Can a single random variable have a covariance matrix?

229 Views Asked by At

This link about the closed-form analytical solution for the Wasserstein distance says:

Let $\mu_1\in \mathbb{R}^N$ be a normally distributed random variable with expected value $m_1$ and covariance matrix $C_1$.

I never knew there could be a covariance matrix for univariate data, only multivariate data. How is it possible for a single random variable to have a covariance matrix?

3

There are 3 best solutions below

6
On

The random variable $\mu_1$ is in $\mathbb{R}^N$, so it's an $N$ dimensional vector. The covariance matrix for it would be the covariance matrix between each of the components of $\mu_1$.

0
On

A covariance matrix is something which exists for any random vector, where a random vector is nothing more than $N$ random variables which are possibly correlated. Since $\mu_1\in \mathbb R^N$, $\mu_1$ is a random vector, and has a covariance matrix. Specifically, each realization of $\mu_1$ is some vector: $$ (X_1,X_2,\dots,X_N), $$ and the $(i,j)$ entry of the covariance matrix are $\text{Cov}(X_i,X_j)=E[X_iX_j]-E[X_i]E[X_j]$, for $i,j\in \{1,\dots,N\}$.
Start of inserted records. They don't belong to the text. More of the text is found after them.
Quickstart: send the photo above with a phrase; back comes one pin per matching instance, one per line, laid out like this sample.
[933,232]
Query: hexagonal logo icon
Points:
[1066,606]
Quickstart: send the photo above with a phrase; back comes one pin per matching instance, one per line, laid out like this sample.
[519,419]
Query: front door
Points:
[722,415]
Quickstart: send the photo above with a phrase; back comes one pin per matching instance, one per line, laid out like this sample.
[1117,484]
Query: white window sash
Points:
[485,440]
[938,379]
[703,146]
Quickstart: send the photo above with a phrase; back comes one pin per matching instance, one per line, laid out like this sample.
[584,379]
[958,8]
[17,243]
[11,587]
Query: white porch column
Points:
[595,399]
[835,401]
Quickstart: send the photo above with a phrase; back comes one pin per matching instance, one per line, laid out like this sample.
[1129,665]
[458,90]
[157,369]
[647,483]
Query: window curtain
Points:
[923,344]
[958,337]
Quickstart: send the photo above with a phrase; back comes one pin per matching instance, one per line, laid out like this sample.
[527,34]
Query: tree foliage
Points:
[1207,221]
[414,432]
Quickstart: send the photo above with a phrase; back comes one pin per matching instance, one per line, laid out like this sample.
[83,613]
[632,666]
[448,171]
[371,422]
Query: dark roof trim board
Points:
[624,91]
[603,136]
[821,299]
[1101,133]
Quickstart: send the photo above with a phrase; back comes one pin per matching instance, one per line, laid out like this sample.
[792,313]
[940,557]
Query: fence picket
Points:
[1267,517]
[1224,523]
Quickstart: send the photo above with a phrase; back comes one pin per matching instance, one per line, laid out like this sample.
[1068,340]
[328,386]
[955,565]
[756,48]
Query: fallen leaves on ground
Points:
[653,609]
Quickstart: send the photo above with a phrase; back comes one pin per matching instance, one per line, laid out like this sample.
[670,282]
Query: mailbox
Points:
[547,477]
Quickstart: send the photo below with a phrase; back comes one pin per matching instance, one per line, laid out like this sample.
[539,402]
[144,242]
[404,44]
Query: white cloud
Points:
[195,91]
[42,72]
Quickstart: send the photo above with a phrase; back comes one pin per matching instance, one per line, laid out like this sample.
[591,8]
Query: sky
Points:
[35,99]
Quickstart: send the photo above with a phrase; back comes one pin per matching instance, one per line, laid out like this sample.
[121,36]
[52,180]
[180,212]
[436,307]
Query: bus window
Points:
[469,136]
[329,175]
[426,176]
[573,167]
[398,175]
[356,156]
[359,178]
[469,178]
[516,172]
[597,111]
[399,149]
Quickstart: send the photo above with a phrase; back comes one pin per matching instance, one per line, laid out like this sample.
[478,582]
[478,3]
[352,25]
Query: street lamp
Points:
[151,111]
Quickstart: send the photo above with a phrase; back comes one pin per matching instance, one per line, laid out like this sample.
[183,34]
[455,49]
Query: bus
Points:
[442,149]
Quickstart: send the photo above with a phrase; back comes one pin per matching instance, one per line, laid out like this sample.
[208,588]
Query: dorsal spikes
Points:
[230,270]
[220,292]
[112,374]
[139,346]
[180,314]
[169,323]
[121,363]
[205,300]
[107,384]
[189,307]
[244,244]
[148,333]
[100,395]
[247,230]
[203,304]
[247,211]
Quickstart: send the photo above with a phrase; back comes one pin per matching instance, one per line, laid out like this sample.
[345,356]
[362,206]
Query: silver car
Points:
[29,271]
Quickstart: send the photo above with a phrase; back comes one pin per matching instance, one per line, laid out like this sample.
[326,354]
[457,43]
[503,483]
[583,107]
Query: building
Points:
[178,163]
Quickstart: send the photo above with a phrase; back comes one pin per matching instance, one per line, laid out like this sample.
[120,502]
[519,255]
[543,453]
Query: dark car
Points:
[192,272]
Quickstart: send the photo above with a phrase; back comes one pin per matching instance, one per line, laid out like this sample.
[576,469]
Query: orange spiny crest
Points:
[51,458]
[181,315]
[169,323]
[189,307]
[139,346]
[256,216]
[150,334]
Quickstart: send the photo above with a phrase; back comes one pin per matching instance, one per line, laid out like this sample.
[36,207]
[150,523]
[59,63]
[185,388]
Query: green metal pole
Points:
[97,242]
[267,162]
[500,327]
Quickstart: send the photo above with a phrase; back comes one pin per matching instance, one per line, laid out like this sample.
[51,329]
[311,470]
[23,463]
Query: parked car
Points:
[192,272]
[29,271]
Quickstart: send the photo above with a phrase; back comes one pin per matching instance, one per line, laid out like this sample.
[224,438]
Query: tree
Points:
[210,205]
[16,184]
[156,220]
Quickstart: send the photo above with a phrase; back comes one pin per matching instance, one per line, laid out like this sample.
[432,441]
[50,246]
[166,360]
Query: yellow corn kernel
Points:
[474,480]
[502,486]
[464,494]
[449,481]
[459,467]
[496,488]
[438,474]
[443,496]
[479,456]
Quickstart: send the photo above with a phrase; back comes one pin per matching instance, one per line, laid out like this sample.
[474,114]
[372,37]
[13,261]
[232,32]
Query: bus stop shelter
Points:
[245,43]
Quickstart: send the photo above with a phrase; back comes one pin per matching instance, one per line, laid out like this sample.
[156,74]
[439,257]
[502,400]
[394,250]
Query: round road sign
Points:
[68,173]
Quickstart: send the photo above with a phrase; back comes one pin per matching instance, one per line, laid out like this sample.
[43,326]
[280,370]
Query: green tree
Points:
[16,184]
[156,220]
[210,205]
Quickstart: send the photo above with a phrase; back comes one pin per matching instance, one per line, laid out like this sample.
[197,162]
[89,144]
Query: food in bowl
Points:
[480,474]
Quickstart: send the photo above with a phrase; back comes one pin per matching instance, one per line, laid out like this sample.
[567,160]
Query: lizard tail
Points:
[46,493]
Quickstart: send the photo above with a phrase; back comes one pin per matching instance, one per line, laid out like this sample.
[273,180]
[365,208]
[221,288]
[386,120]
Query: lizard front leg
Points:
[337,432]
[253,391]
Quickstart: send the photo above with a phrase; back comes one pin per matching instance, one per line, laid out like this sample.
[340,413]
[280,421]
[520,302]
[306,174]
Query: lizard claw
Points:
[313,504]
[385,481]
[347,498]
In the other answer, you seem to be saying that there cannot be a covariance matrix, since "there is only one random variable." However, I would say that there are $N$ random variables. Just like a vector in $\mathbb R^N$ has $N$-coordinates, so $N$ real numbers, a random vector in $\mathbb R^n$ will have $N$ random variables as coordinates. You seem to be referring to these as "sample observations," but that seems to gloss over the fact that the coordinates may be correlated.

Let us specialize to $N=2$ for a second. Just like a continuous random variable in one dimension should be thought of in terms of its pdf, which is a function defined on $\mathbb R^1$, a random vector in $\mathbb R^2$ should be thought of in terms of its pdf, which is a function defined on the plane $\mathbb R^2$. Here is an example of such a pdf for a normal distribution. Each realization of this random vector is some ordered pair of points, like $(52, 45)$, which gives rise to two random variables, $X_1=52$ and $X_2=45$. The numbers $52$ and $45$ are not different sample observations; they are coordinates of the same single sample observation. These two coordinate may have different means and variances; in the picture, the $X$ coordinate of that distribution has a mean of around $50$, while the $Y$ coordinate has a means near $40$.

enter image description here

0
On

When you have single random variable $(X)$ then this variable is described by mean $E(X)$, and $VAR(X)$. However, if you two random variables $(XY)$ then the mean is $E(X)E(Y)$ and the $COV(XY)$ is the covariance matrix. The diagonal elements of this 2x2 matrix (since we have two random variable $(XY)$ we have 2x2 covariance matrix), is the $VAR(X)$ and $VAR(Y)$. Now $μ ∈ R^N$ has N components it's a vector, implies $μ = [μ1, μ2, ...μN]^T$. We will have NxN covariance matrix $C1$.